Remember kids `dict.copy()` is a shallow copy
So imagine you need to generate a few thousand models for creating some default data. Now you the data you are generating is the pretty much all the same for all these models and you decide to keep the common default data in a dictionary:
just_some_data = {
'nothing': 'to',
'see': 'here',
'we': {
'need': [],
'to': go.deeper
}
}
Simple enough right ? Well, you realise that you need to modify the list in the nested dictionary by having a single default item unique to each model being generated. No big deal, you just make a copy of the dictionary and modify the required data structure.
just_some_data = {
'nothing': 'to',
'see': 'here',
'we': {
'need': [],
'to': go.deeper
}
}
# Loop to generate models
for in range(a_few_thousand):
copied_data = just_some_data.copy() # This will totally work
copied_data['we']['need'].append(random_cool_data)
generate_model_with_default_data(copied_data)
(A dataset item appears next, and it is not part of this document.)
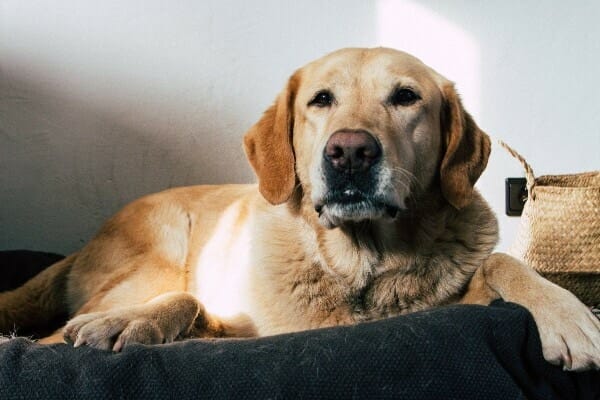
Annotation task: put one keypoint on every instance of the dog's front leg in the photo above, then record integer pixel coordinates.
(161, 320)
(569, 332)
You go thorugh it once thinking all is well, and run the script. You notice that each model takes longer to create than the last one. Wondering what's wrong you stop the script and have a look at the models being created.
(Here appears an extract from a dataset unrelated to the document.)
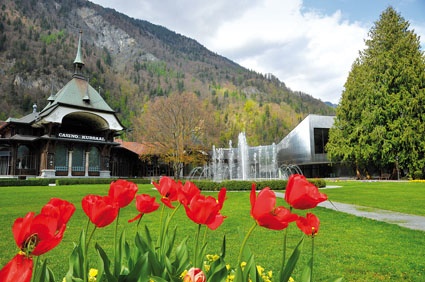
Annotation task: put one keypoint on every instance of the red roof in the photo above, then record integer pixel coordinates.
(137, 148)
To your horror you realise that for some inexplicable reason the copy()
did
not work! The list in the nested dictionary of the last model created has all
the unique values of all the previous models created.
So off you go frantically searching google and StackOverflow for answers. And
then you are hit by the fact that dict.copy() is a shallow copy. Therefore
when the copy()
was called on the dictionary only the top level keys and
values were copied. The nested structures were still references to the
structures in the original dictionary. So each time you were appending to the
inner list, the object was being appended to the origin list.
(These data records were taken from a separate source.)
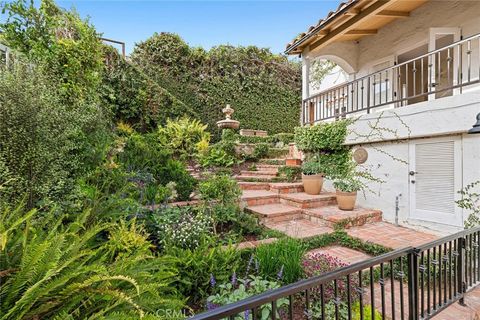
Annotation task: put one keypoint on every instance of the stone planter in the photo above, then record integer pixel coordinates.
(312, 183)
(293, 162)
(346, 200)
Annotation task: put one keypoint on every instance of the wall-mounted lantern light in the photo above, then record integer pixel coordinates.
(476, 126)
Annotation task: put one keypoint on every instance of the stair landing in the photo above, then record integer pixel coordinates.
(286, 208)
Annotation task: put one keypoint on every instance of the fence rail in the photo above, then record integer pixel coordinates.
(408, 283)
(439, 73)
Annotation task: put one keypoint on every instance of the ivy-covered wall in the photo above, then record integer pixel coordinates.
(263, 88)
(134, 98)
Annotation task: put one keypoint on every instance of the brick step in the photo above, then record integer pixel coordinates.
(277, 161)
(282, 188)
(276, 212)
(258, 173)
(332, 215)
(258, 178)
(259, 197)
(266, 167)
(302, 228)
(254, 185)
(304, 201)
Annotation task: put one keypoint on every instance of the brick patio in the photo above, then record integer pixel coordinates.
(346, 255)
(390, 236)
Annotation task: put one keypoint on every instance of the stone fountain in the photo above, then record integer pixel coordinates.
(228, 122)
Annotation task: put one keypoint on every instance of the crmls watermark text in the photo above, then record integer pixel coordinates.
(174, 313)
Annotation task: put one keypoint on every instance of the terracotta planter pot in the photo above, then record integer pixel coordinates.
(290, 162)
(346, 200)
(312, 183)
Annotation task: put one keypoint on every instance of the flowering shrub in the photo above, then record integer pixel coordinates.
(180, 227)
(239, 289)
(320, 263)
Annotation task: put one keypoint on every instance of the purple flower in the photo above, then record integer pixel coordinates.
(213, 282)
(250, 261)
(280, 273)
(211, 306)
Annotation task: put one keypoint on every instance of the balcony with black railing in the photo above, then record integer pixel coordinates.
(409, 283)
(451, 70)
After a bit of StackOverflow prospecting, you learn about the
copy module in python which
has the method deepcopy
which as the name suggests copies the entire object
over, including nested structures. But, keep in mind, you probably shouldn't be
copying highly nested structures since it would have a performance impact.
So after fixing the script and running it for real this time, you learn the valuable lesson of python and it's data structures.
Disclaimer This happened to a friend of mine, definitely not me... ha ha.